昨日の小6の算数の授業

 テーマは「食塩水」
 基本的には、「割合・百分率」に属する単元なので、5年の履修範囲になるんだけれど、今年は6年四月まで手がつけられなかった。「速さ」で膨大な足止めを食ったし、「分数の四則計算」でも、とんでもなく遅滞した(いや、いまだに満足するべき水準にはほど遠い)。「食塩水」「売買損益算」をやるための環境整備に手間取った。敢えて正当化を恐れずに本音を言えば、時間をかけてじっくり丁寧に扱った、と言っておきたい。
 例年なら、エイヤっと強引にひととおりあたっておいて、あとでスパイラルに演習を深めるスタイルで押していくのだけれど、今年は、そうしたパワープレイがためらわれた。子どもたちが単位時間内に消化できる量を越えてしまうことが明白だったからだ。

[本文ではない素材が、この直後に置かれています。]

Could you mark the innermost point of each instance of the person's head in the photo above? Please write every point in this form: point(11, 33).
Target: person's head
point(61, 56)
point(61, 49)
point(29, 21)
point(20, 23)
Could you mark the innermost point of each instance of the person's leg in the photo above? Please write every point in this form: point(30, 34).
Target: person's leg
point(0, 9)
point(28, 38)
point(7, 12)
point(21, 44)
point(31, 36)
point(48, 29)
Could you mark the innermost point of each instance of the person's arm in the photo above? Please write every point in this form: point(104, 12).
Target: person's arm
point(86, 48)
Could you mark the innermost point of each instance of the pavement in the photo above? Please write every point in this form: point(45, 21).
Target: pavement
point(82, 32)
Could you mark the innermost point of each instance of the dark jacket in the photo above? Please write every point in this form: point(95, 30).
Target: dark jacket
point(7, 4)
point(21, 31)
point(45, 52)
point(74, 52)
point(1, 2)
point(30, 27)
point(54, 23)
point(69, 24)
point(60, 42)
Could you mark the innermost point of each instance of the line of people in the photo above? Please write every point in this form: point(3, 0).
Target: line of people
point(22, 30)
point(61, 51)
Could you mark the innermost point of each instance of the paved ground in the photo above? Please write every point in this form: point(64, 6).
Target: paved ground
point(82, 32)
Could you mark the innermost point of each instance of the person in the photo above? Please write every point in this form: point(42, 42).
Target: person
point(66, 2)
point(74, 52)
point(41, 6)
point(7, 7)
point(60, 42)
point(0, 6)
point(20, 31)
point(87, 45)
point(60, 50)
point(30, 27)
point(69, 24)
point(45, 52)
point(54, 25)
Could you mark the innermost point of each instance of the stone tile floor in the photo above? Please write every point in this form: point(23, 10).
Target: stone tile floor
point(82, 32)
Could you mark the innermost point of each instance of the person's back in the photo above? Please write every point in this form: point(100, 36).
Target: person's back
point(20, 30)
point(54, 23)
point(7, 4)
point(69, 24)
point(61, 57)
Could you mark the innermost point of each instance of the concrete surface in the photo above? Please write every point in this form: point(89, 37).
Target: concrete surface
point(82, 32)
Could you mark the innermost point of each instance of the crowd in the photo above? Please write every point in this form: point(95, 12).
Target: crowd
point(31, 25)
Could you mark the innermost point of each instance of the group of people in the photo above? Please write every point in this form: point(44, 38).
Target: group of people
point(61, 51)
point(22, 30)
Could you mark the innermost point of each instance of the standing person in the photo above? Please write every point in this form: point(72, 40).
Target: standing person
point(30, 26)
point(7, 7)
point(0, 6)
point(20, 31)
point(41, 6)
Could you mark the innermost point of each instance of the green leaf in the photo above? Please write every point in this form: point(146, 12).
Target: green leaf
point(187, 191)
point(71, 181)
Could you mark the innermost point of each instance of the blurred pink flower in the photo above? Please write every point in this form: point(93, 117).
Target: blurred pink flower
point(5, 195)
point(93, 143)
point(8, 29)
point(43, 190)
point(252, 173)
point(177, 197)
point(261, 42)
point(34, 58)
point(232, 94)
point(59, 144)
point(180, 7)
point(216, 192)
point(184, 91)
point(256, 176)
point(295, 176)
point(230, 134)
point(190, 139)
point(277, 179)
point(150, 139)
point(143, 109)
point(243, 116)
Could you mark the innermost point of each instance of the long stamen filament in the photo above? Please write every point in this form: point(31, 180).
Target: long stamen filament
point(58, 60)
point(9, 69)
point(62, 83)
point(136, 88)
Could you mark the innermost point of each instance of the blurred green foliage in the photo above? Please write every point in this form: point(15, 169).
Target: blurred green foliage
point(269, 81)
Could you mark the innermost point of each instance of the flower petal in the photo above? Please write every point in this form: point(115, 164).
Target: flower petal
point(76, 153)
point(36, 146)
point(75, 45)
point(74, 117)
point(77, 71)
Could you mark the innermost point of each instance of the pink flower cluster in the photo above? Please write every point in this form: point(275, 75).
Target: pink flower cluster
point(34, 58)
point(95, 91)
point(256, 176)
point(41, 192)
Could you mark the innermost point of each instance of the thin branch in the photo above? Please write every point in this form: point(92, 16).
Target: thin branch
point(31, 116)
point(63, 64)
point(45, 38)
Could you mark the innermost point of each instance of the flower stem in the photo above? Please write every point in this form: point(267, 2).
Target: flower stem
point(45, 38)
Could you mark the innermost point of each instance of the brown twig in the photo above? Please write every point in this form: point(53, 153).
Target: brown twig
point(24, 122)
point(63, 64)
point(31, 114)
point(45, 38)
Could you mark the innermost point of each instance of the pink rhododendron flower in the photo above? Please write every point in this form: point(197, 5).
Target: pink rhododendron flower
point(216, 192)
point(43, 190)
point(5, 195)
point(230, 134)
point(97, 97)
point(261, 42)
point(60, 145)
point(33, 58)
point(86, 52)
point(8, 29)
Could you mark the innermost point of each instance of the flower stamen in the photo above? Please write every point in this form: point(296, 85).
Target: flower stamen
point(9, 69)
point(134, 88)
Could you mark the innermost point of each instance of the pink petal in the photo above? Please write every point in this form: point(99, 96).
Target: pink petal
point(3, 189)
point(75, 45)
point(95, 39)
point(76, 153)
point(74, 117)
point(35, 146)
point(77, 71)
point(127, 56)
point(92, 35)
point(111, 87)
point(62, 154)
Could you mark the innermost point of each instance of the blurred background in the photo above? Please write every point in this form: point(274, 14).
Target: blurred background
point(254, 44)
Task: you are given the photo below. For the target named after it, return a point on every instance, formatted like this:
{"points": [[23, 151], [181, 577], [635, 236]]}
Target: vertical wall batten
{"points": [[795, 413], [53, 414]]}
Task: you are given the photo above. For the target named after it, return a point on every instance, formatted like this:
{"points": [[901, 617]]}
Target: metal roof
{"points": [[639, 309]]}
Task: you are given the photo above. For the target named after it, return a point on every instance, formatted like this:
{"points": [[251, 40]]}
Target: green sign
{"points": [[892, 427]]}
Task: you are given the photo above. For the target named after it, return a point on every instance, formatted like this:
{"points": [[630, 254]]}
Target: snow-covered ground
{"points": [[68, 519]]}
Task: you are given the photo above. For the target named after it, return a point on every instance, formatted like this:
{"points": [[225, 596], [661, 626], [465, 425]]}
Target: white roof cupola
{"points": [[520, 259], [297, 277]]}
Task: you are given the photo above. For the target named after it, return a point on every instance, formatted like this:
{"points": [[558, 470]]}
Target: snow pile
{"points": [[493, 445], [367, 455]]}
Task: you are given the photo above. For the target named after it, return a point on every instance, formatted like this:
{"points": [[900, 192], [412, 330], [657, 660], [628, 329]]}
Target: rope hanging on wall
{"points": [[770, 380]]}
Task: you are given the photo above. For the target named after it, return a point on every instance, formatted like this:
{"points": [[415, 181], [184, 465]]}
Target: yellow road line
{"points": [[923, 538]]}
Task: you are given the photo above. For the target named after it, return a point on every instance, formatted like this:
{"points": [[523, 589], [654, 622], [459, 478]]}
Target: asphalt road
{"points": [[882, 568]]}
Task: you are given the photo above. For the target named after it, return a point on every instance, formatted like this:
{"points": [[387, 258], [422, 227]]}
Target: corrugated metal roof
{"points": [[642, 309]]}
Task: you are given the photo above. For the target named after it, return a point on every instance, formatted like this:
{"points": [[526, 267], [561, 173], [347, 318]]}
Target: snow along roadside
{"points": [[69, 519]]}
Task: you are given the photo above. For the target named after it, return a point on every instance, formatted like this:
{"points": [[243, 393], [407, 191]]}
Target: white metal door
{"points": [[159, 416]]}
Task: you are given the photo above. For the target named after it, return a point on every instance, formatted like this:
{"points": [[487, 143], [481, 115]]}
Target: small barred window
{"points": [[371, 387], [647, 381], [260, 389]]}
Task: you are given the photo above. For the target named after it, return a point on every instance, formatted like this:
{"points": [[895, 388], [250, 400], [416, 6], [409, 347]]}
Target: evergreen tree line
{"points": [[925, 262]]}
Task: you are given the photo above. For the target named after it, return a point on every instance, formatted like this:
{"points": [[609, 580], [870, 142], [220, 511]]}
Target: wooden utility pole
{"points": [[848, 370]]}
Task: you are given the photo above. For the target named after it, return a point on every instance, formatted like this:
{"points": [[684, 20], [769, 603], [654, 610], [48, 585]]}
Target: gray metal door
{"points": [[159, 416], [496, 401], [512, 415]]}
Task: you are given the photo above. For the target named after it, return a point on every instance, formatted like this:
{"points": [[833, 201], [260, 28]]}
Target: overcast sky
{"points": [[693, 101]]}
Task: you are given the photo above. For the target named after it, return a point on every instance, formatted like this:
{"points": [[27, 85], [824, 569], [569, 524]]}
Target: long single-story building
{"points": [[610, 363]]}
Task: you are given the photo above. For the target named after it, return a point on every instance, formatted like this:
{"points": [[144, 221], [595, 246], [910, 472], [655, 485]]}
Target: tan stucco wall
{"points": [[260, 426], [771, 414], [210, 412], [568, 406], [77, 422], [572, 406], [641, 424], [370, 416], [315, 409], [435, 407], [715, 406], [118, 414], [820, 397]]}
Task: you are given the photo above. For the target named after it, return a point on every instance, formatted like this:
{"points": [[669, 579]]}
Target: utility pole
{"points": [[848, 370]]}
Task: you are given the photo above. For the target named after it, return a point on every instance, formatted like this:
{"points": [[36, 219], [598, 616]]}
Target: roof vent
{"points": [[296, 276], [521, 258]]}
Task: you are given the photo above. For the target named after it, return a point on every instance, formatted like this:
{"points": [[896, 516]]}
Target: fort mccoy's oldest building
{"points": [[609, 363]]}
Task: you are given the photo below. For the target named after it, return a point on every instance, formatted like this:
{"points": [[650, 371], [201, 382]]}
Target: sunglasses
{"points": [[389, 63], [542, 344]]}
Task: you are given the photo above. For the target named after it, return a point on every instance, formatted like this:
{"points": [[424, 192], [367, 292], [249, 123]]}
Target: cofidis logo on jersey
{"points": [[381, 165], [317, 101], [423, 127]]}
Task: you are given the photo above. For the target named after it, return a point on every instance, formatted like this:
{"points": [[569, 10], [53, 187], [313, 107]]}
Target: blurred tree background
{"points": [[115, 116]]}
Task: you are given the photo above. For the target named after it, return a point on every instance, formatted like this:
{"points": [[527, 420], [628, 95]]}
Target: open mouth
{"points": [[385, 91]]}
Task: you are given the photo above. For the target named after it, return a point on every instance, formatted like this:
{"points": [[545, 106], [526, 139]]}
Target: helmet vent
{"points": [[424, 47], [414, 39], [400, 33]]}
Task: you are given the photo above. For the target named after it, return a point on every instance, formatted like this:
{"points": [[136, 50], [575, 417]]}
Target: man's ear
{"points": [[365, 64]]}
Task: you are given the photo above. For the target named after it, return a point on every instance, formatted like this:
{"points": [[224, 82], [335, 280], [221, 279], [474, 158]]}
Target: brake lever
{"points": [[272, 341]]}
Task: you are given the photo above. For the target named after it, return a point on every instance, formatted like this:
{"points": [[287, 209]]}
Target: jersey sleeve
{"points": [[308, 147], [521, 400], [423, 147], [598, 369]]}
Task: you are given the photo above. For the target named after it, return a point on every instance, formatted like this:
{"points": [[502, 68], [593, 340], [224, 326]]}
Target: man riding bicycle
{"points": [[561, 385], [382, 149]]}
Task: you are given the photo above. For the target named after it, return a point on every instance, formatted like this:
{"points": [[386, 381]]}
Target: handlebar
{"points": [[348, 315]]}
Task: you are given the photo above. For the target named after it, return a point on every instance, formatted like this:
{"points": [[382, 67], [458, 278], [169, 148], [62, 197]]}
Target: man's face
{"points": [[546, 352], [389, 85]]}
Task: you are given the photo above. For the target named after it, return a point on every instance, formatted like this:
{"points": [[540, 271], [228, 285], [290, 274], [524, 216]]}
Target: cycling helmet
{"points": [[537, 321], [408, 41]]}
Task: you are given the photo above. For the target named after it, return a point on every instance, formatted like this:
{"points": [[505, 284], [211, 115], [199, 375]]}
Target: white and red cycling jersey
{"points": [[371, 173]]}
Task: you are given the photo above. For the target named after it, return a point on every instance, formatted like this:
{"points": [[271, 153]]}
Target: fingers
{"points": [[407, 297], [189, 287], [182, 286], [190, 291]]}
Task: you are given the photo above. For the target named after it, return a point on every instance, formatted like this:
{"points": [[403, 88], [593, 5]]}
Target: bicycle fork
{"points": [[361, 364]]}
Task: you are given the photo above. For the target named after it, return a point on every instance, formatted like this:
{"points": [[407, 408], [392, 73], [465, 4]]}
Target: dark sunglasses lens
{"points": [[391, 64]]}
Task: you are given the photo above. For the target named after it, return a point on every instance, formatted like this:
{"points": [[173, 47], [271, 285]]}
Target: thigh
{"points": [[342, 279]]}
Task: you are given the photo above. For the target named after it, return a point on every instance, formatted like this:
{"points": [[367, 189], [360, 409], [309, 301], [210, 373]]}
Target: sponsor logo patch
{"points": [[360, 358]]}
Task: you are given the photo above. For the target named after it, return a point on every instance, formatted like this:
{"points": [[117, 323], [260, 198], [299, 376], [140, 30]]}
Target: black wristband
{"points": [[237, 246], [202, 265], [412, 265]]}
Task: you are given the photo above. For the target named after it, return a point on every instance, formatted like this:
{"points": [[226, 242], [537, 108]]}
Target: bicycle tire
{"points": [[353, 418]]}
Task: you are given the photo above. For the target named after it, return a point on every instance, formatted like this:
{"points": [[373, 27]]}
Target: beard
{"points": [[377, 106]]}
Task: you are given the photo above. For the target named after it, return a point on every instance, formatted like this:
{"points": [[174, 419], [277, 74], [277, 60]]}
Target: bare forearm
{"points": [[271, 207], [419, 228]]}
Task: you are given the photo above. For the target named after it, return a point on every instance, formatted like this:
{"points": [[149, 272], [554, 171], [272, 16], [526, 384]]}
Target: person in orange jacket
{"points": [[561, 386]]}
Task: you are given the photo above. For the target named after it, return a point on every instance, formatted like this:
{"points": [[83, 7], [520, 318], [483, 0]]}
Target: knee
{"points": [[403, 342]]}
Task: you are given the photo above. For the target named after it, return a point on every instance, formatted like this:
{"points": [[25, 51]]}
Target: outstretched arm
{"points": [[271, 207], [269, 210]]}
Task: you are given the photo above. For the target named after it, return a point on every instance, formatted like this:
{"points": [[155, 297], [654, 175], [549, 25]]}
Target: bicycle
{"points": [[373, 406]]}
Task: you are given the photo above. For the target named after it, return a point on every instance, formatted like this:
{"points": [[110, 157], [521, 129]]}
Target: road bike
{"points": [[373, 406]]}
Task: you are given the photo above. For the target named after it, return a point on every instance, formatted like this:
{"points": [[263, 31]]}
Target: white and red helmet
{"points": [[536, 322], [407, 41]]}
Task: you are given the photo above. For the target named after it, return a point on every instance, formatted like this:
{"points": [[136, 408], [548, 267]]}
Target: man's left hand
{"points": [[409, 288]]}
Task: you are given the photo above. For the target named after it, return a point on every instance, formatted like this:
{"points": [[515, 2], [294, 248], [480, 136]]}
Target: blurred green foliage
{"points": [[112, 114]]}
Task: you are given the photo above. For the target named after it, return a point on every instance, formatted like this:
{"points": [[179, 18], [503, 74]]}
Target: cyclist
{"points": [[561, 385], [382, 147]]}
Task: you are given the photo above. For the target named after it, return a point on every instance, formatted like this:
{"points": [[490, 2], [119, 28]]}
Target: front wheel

 では、今までは消化できていたのか。決してそんなことはない。消化不良を起こして、夏や冬の講習会で復習するとき、どれだけ絶望的な思いで基礎からやり直したことか、まるで年中行事のように、何度も何度も「食塩水」や「損益売買」を扱った。絶えざる敗戦処理を続けていくような暗い気分を押し殺しながら、演習量を増やしていった。モチベーションが上がるわけがなかった。
 まさに自己矛盾以外の何ものでもない。思い切って根本的にスタイルを変える必要があった。今年、模擬試験を変えた大きな理由のひとつがそこにあった。従来の模擬試験カリキュラムでは、僕が教える子どもたちの理解と習熟のペースと噛み合わないことが多すぎた。試験にあわせて駆け足であれもこれも詰め込みすぎて、結果として演習を深められないまま追われていくことになりがちだった。そのもどかしさを避けられない自明の理として受け入れてきたけれど、もっと、ちがった進み方があってもよいのではないかという思いが年々強まり、今年のテキスト・模擬試験の改編につながった。
 かつて、英数学館の元教頭でいらっしゃった安田先生の授業(市内の塾の希望者対象のユニークな試みであった)を拝見したとき、ああ僕はどう教えていくかという方法論ばかり考えていたけれど、ここには何を教えるべきか真剣に考えていらっしゃる方がいる、と深く感動したことがあった。後にその感想をしたためて安田先生に送ったとき、僕にはhowはあるけれど、whatがない、という言葉をつづった。
 あれから早いものでもう6年もたつ。少しはwhatを語れるようになっただろうか。howもwhatも追い求めてきたつもりだが、どうだろう、これといった確信はない。無我夢中で教えていれば満足できる歳ではない、自分の強みに絶対的な自信をもてるほどの才もない。独身のときは、つまらない大人になりたくない、と痛切に思っていたくせに、気がつけば、くだらないオヤジになったと、妻子にののしられている。まったくそのとおりであって、反論の余地はない。が、卑下しても何もうるところはない、反省したところで三日ももたない、開き直って、くだらないオヤジとして、まっとうな道を歩むべきだろう。
 たかが「食塩水」から、話がそれた。朝から03教室に篭りきっていると、ついつまらないおしゃべりが過ぎる。05教室の仕切りが完成し、エアコンがとりつけられ、午後から机と椅子が搬入される。きょうは工事の音も小さく、不連続。パブロ・カザルスの無伴奏チェロ組曲を消しても、デスク・ワークができる。外で鳴くすずめのさえずりさえ耳に届く。午後からは雨もあがるだろう。